Uganda’s electoral commission (EC) is to meet this week to explain its decision to use biometric voter verification in the upcoming general election to representatives of the presidential candidates, political parties and other stakeholders, according to a report in the Voice of America.

Uganda’s EC spokesperson Jotham Taremwa said that, “the deployment of the biometric verification mechanism at all polling stations across the country will significantly boost the credibility of the presidential, legislative and local elections.”

He continued, “For the first time in our history of elections in Uganda, we are going to use biometric voter verification equipment at every polling station. When you come as a voter, the machine identifies you as so and your voting status by using either your thumbprint or a barcode on the back of your national ID [identification] or a barcode on the voter location’s list that we will be issuing at least two weeks before the polling.”

The electoral commission has been asked to provide backup voting machines in case there are malfunctions.

“So far we have received about 17,000 out of over 30,000 machines we require,” Taremwa said. “We have about 1,400 sub-counties in Uganda and each sub-county will have at least two machines that we will used in case there is a technical problem on one of the machines within that sub-county.”

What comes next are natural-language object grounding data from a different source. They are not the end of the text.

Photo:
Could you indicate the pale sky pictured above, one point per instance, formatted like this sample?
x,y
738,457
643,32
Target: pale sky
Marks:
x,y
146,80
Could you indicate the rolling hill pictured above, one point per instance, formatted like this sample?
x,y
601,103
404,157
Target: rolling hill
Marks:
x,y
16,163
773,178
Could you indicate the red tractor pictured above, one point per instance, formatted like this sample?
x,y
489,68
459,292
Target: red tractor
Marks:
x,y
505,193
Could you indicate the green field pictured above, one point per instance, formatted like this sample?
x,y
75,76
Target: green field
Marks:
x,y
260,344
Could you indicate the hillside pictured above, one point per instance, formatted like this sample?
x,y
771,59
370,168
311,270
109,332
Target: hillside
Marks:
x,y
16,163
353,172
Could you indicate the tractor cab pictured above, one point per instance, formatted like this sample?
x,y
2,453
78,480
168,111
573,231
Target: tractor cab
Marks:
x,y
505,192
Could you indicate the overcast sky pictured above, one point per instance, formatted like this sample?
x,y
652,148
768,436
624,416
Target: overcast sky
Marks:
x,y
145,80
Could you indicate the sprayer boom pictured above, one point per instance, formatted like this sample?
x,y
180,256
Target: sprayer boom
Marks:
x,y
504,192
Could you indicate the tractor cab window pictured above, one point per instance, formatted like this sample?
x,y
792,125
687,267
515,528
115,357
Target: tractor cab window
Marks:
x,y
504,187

Zimbabwe evaluating biometric voting system

Zimbabwe plans to introduce a biometric voting system as part of its reforms ahead of the 2018 general elections, according to reports in Star Africa.

The Zimbabwe Electoral Commission (ZEC) plans to engage international experts to assist in the implementation of the biometric voting system.

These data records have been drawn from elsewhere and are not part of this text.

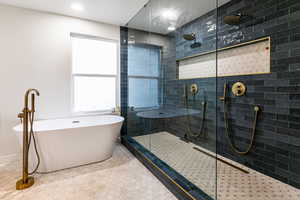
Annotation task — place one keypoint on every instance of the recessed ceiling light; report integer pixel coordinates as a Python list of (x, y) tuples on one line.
[(171, 28), (169, 14), (77, 7)]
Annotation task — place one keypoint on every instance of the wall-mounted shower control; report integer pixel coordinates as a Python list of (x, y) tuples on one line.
[(194, 89), (239, 89)]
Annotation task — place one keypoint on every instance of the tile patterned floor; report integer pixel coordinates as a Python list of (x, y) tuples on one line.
[(200, 169), (122, 177)]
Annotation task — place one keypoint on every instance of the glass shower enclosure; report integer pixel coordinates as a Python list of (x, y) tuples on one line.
[(210, 93), (170, 116)]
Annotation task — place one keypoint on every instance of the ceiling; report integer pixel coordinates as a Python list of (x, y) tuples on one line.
[(117, 12), (158, 15)]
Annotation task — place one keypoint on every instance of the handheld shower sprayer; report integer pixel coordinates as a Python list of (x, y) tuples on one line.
[(27, 118), (238, 90)]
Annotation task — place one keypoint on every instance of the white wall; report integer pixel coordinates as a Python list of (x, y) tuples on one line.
[(35, 52)]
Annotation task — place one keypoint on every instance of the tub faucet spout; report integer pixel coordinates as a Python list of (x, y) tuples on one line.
[(26, 117)]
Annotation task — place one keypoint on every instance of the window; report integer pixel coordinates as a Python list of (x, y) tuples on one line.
[(94, 73), (144, 76)]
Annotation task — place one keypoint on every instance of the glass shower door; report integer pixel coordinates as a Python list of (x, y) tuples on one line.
[(172, 93)]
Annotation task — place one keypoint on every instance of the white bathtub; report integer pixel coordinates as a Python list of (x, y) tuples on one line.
[(66, 143)]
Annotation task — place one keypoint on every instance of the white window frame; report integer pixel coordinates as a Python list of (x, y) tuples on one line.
[(73, 75)]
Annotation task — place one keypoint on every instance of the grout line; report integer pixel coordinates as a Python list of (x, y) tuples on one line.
[(219, 159)]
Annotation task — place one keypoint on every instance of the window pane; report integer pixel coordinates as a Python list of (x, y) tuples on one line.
[(94, 93), (143, 92), (94, 56), (143, 60)]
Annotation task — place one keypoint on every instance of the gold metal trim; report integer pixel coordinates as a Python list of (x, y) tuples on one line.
[(227, 75), (26, 181), (166, 175), (238, 89), (226, 48)]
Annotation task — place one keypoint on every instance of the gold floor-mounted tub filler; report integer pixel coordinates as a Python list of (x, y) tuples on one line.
[(27, 117)]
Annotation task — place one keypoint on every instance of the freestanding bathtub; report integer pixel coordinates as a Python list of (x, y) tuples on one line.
[(66, 143)]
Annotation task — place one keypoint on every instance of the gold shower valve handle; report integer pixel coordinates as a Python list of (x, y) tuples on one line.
[(239, 89), (194, 89)]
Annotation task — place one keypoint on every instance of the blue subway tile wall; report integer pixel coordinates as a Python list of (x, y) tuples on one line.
[(277, 143), (276, 149)]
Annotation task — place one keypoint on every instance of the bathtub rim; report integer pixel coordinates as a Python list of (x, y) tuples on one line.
[(19, 128)]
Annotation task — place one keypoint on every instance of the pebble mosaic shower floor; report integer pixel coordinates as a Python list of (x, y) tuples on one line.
[(200, 169)]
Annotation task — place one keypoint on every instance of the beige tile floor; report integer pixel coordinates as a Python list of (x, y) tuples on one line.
[(122, 177), (200, 169)]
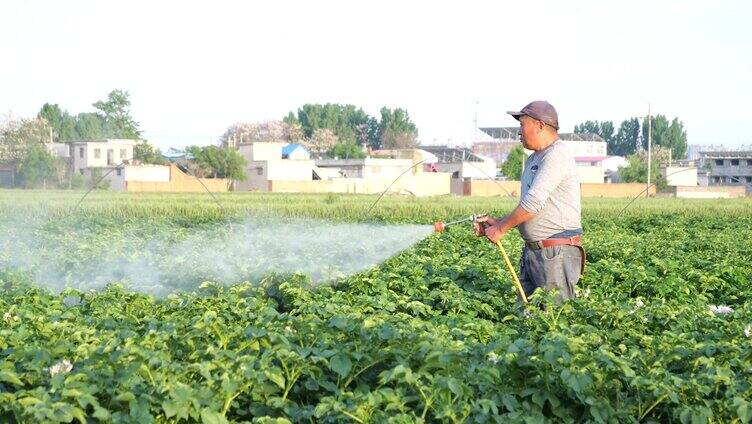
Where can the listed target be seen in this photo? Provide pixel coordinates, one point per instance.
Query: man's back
(551, 190)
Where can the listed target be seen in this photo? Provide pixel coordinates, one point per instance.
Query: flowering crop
(432, 334)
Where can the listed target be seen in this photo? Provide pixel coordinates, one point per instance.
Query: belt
(569, 241)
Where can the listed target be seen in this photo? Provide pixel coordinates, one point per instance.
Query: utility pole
(650, 141)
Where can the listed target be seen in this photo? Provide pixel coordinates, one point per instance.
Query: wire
(390, 186)
(648, 188)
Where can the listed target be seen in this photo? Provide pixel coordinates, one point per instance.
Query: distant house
(462, 162)
(265, 162)
(100, 153)
(295, 152)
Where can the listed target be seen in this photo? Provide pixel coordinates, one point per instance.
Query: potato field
(660, 332)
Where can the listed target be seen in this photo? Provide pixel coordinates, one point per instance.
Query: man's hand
(494, 233)
(481, 223)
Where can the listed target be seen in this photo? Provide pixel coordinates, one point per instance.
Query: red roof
(590, 158)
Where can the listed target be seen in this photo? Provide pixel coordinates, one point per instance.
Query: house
(462, 163)
(611, 165)
(295, 152)
(265, 162)
(728, 167)
(99, 153)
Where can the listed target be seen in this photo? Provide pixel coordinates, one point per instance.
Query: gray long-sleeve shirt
(551, 190)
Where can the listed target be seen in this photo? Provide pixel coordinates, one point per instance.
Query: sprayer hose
(511, 270)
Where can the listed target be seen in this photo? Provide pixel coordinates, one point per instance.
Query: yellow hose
(511, 269)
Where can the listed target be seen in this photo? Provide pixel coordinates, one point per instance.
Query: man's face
(529, 131)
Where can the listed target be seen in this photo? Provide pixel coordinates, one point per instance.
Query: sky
(194, 68)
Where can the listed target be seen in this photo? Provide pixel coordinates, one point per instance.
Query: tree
(117, 117)
(18, 135)
(512, 167)
(146, 153)
(63, 125)
(37, 168)
(347, 151)
(396, 130)
(267, 131)
(637, 169)
(321, 142)
(91, 126)
(664, 134)
(218, 162)
(604, 129)
(342, 120)
(627, 138)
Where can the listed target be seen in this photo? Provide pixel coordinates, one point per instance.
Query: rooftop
(511, 133)
(446, 154)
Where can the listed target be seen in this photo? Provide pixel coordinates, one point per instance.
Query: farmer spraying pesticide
(548, 215)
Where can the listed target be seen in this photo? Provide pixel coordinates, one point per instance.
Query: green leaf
(276, 377)
(340, 364)
(10, 377)
(212, 417)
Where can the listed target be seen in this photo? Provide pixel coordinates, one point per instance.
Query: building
(462, 163)
(265, 163)
(679, 174)
(611, 167)
(99, 153)
(729, 168)
(295, 152)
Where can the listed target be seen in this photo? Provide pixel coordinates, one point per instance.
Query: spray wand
(479, 228)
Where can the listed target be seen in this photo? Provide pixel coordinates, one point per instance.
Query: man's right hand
(481, 223)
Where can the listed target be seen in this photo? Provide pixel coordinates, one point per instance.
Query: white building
(680, 175)
(462, 163)
(265, 163)
(120, 176)
(100, 153)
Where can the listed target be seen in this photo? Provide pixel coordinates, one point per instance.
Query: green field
(660, 331)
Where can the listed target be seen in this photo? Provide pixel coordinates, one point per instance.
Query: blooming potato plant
(431, 335)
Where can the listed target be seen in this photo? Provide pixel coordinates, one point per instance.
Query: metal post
(650, 134)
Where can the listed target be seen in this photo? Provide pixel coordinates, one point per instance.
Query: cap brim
(516, 115)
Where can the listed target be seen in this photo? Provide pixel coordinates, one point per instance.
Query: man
(548, 215)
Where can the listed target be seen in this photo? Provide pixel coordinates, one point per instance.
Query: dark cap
(540, 110)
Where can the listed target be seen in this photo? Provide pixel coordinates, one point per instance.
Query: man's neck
(548, 143)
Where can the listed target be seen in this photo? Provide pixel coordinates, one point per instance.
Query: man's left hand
(494, 233)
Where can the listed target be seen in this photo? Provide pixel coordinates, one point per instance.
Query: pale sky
(195, 68)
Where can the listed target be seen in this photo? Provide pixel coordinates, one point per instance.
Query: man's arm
(519, 215)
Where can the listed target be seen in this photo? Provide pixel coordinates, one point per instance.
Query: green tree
(146, 153)
(37, 168)
(347, 151)
(91, 126)
(117, 117)
(627, 138)
(397, 131)
(664, 134)
(637, 169)
(604, 129)
(343, 120)
(512, 167)
(63, 125)
(218, 162)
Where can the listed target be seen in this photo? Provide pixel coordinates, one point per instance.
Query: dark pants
(555, 267)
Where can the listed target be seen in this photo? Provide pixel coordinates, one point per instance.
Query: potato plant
(660, 331)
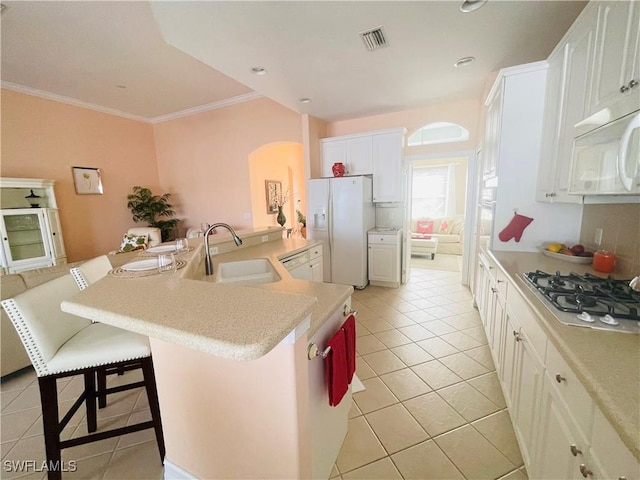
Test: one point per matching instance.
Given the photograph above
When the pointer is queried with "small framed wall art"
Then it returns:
(87, 180)
(273, 189)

“The biometric system the Zimbabwe Electoral Commission plans to introduce will scan for either fingerprints or the iris and is already in use in African countries like Kenya and Ghana,” said media reports quoting ZEC spokesperson Justin Manyau.

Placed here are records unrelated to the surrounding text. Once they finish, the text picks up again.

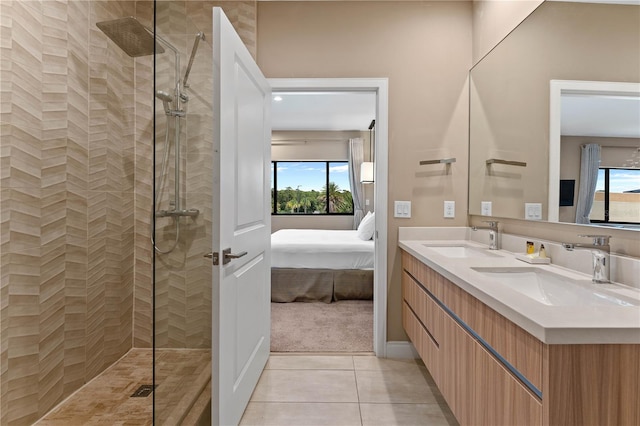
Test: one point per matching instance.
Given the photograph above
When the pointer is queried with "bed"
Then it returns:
(320, 265)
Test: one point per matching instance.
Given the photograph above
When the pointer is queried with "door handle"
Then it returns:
(227, 256)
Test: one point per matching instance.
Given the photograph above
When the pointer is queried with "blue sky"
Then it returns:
(620, 180)
(311, 175)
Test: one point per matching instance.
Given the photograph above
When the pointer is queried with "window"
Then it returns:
(617, 197)
(310, 187)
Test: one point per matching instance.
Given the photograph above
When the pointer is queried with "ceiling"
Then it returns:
(322, 110)
(600, 115)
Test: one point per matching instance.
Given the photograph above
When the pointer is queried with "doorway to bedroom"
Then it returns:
(323, 219)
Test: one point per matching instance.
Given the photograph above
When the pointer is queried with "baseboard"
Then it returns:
(401, 350)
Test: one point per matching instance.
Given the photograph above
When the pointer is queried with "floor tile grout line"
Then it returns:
(355, 377)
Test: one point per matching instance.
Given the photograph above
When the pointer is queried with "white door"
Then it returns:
(241, 224)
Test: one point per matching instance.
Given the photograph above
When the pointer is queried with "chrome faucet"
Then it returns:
(600, 251)
(493, 233)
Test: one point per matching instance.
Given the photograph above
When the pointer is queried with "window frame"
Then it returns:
(607, 180)
(274, 211)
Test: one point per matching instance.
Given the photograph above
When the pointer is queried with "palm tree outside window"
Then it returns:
(310, 187)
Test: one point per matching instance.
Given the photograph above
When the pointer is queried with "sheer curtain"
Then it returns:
(356, 156)
(589, 165)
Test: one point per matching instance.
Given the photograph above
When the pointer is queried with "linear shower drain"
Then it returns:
(143, 390)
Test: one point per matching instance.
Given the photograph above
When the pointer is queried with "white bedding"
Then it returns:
(320, 248)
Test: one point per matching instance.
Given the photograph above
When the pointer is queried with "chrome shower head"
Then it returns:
(166, 100)
(131, 36)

The official said the commission has, with support from the United Nations Development Programme (UNDP) and other partners, invited several international service providers in biometrics “to carry out demonstrations with the hope of assessing applicability of the technology locally, the cost factor, usability and sustainability of the new technology.”

“Working in collaboration with the UNDP and other cooperating partners, ZEC has engaged consultants in voter registration and voter education to advise on the various options that may be available to the commission,” Manyau said.

Pakistan to give time frame for opening tender

Last week, the Sub-Committee of National Assembly on Electoral Reforms asked the Election Commission of Pakistan (ECP) to evaluate the usability and cost of 400 electronic voting machines (EVMs) to be installed in a single constituency and overall 300,000 EVMs.

The committee also asked the ECP to give a time frame for an opening tender of electronic voting machines as soon as possible.

Anusha Rehman, the Minister of State for Information Technology, told media that efforts were being made to ensure the use of electronic voting machines for the next general elections and that NADRA has agreed on the steps to secure voters data through biometrics as previously suggested by the IT ministry.